Читать книгу Последний визар - Группа авторов - Страница 6

Глава 5. Охота начинается

Оглавление

То утро было похоже на хрустальный кубок, наполненный до краев тишиной – звенящей, хрупкой и готовой разбиться от малейшего прикосновения. Воздух в хижине застыл неподвижно, и даже вездесущие пылинки, обычно танцующие в солнечных лучах, словно затаили дыхание, повинуясь всеобщему настроению. Эта тишина всегда казалась мне куда более зловещей, чем самый бушующий шторм. В бурю ты борешься со стихией, а в тишине ты остаешься наедине с собственным страхом, и у него появляется слишком много места, чтобы разрастись до чудовищных размеров.

Я молча подняла с пола злополучную монету. Прикосновение к металлу снова обожгло пальцы ледяным холодом, который, казалось, проникал прямиком в кости. Я сунула её в карман платья. Теперь она лежала там тяжёлым, неумолимым грузом, чёрной дырой, которая притягивала к себе все мои мысли и напоминала о себе при каждом шаге глухим, металлическим стуком о бедро.

Завтрак – жалкий кусок чёрствого, как камень, хлеба и ломтик сыра, покрытый белесой плесенью, – не лез в горло. Вместо вкуса я чувствовала лишь привкус страха, медный и неприятный, будто я облизала ржавый гвоздь. Каждый кусок приходилось проталкивать в себя усилием воли.

– Итак, – раздался из сарая голос, с трудом вернувший себе часть привычной язвительности, но лишённый прежней энергии. – Обсудим план великого и стратегического отступления?

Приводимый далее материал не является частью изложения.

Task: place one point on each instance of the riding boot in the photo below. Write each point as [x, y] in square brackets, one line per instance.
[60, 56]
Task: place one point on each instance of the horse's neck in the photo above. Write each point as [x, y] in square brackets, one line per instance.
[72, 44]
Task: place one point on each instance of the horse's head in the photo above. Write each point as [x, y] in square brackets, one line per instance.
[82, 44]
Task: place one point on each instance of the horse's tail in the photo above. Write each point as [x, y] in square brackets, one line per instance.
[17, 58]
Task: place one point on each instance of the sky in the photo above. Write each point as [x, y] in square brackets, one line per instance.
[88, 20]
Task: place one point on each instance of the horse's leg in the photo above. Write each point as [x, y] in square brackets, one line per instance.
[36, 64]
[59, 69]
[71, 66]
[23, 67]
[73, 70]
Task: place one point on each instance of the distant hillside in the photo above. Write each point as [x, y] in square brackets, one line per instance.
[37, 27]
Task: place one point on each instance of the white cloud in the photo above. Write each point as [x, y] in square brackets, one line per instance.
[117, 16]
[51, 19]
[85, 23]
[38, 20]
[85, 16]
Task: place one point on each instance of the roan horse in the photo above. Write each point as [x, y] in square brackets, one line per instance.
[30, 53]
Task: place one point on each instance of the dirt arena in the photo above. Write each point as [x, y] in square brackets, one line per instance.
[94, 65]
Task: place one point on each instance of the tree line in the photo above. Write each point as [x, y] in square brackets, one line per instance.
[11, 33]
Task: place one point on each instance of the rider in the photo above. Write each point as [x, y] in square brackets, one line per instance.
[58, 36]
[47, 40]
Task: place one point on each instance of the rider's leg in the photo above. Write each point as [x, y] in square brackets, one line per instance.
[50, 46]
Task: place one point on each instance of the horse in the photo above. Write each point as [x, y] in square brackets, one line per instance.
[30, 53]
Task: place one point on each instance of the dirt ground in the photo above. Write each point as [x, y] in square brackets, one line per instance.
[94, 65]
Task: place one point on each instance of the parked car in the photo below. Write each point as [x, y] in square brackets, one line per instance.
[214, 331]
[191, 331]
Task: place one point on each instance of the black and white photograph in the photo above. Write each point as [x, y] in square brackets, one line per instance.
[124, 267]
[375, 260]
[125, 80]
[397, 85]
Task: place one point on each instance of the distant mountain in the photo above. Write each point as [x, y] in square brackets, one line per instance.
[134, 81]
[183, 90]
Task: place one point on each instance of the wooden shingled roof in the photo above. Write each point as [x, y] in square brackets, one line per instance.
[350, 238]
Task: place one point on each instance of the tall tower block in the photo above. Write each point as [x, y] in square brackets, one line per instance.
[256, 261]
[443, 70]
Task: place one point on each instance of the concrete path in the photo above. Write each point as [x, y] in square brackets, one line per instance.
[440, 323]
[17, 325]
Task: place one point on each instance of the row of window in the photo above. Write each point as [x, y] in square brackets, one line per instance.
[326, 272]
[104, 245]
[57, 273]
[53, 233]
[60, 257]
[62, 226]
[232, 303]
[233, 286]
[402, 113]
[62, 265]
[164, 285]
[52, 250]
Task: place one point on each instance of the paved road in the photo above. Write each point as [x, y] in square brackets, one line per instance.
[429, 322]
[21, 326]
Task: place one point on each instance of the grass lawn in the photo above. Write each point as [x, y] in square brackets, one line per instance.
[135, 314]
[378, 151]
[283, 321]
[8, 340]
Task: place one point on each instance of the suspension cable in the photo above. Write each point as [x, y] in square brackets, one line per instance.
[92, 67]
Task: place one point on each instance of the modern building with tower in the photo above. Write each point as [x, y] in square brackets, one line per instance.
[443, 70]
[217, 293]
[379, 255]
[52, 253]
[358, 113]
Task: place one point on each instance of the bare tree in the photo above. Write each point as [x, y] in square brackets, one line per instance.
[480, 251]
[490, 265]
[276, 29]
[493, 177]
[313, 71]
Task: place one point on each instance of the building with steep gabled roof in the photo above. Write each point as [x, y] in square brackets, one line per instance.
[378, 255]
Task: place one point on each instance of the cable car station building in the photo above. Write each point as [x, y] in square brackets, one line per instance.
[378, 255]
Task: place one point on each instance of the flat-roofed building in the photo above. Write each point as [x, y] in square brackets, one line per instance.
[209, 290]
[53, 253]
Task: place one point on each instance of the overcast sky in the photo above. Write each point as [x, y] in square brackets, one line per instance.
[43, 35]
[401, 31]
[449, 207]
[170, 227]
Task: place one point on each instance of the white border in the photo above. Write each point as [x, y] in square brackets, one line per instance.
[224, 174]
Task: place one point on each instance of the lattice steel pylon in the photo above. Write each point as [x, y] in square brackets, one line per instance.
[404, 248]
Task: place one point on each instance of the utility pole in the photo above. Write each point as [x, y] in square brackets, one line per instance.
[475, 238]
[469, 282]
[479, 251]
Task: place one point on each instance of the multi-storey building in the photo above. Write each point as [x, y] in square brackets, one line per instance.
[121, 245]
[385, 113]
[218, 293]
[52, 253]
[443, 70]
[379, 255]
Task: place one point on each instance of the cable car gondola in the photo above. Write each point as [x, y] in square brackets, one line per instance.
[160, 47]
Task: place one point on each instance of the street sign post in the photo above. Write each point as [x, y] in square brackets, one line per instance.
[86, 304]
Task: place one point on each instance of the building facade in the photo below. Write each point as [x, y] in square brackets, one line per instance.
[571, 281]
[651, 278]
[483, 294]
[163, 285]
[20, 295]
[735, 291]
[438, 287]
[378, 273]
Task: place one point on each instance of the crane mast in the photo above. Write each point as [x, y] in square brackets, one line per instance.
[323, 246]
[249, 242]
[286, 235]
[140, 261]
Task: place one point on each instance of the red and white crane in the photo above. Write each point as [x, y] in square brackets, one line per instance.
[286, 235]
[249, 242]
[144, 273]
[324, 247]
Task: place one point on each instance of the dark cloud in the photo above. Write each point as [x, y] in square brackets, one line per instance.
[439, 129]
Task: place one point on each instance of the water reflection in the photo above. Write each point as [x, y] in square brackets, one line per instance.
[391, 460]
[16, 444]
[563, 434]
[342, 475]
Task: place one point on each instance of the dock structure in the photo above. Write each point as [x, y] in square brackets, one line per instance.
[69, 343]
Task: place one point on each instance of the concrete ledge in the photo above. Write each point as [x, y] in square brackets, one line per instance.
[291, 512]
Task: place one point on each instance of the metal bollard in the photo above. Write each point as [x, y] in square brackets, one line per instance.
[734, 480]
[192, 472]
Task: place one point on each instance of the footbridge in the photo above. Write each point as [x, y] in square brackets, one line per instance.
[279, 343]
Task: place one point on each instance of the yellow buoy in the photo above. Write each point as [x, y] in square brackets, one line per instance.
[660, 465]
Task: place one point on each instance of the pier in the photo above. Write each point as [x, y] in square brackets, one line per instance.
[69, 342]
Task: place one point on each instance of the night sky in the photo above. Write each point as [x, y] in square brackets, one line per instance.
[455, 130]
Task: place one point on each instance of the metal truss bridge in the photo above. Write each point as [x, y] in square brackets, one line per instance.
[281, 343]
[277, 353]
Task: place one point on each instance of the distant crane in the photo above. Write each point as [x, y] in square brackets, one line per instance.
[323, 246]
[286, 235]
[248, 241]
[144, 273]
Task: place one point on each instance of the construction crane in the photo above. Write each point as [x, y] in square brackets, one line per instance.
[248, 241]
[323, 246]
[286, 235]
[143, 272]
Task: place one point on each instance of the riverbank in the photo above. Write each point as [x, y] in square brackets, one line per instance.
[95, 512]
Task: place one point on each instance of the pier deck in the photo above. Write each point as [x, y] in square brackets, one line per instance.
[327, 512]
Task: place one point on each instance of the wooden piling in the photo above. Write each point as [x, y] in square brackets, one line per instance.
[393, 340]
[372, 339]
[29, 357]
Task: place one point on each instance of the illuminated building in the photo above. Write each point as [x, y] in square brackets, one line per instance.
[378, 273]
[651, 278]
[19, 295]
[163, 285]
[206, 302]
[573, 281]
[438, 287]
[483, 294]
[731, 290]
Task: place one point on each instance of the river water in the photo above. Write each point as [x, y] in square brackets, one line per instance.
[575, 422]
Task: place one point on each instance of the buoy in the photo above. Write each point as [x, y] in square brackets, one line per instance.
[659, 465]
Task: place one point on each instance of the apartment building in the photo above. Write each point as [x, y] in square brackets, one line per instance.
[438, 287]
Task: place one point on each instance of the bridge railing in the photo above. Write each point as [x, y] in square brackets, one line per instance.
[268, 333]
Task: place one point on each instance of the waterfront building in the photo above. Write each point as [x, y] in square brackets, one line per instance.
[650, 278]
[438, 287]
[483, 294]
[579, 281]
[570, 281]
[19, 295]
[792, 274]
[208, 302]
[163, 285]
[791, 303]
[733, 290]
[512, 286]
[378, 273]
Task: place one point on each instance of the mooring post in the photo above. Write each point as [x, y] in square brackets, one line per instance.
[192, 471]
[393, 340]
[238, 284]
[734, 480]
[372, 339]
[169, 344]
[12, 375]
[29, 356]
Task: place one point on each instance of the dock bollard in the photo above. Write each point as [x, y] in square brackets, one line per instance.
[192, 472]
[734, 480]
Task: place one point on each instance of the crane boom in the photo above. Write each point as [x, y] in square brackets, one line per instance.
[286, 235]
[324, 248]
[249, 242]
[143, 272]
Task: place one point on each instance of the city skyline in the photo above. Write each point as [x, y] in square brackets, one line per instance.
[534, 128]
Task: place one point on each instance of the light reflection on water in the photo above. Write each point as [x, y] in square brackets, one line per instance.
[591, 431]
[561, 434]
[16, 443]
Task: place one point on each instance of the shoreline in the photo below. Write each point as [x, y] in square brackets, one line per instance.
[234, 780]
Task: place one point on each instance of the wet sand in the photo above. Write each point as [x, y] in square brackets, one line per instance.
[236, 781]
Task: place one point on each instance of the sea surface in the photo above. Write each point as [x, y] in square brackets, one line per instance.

Или продолжим исполнять роль живых мишеней, с благородным видом ожидая, когда твой поклонник с мечом явится с утренним визитом и традиционным букетом… гм… отрубленных голов?

– План, – отрезала я, с раздражением отпихивая ногой его опустевшую, вылизанную до блеска миску, валявшуюся на полу, – заключается в том, чтобы ты сидел тише воды, ниже травы и прочей огородной растительности. А я… – я сделала глубокий вдох, пытаясь придать голосу твёрдости, – …я попробую выяснить, насколько сильно наша милая, спящая деревня успела обрасти слухами.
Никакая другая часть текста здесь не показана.